An 84 year old woman, without diabetes mellitus, had recurrent presentations to the hospital with hypoglycaemia, confusion and respiratory distress. She has a known slow growing giant fibrous tumour (17.4 x 10 x 13cm) in her left thoracic cavity, initially found on a CT-imaging of her chest. The tumour was causing weight loss, and increasing shortness of breath on exertion, on a background of smoking and underlying chronic obstructive pulmonary disease.

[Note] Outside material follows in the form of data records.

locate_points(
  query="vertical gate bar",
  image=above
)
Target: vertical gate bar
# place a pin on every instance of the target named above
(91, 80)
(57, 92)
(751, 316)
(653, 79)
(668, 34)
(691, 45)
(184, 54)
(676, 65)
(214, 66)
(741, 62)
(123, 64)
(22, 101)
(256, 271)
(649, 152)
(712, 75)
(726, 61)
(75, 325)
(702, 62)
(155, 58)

During one admission, she had recurrent fasting hypoglycaemic episodes, with BGL as low as 1.8 mmol/L, despite good oral intake. Unfortunately, blood collection for plasma glucose, insulin, pro-insulin, C-peptide, and betahydroxybutyrate was missed during these hypoglycaemic episodes by overtime staff, and she was too frail to undergo a prolonged fast. IGF-II measurement also could not be performed.
As fibrous tumours of the lung are known to be associated with hypoglycaemia, a presumptive diagnosis of non-islet cell tumour hypoglycaemia was made. Given that this patient was not a surgical candidate, she was commenced on corticosteroid therapy. No further hypoglycaemia ensued, and her BGLs ranged between 4 – 10mmol/L.
This is a rare but typical case of non-islet cell tumour induced hypoglycaemia. An intra-thoracic tumour induced hypoglycaemia is also known as Doege-Potter syndrome. In the discussion, we will review the reported cases of Doege-Potter syndrome, examine the pathophysiology, and explore the treatment options available.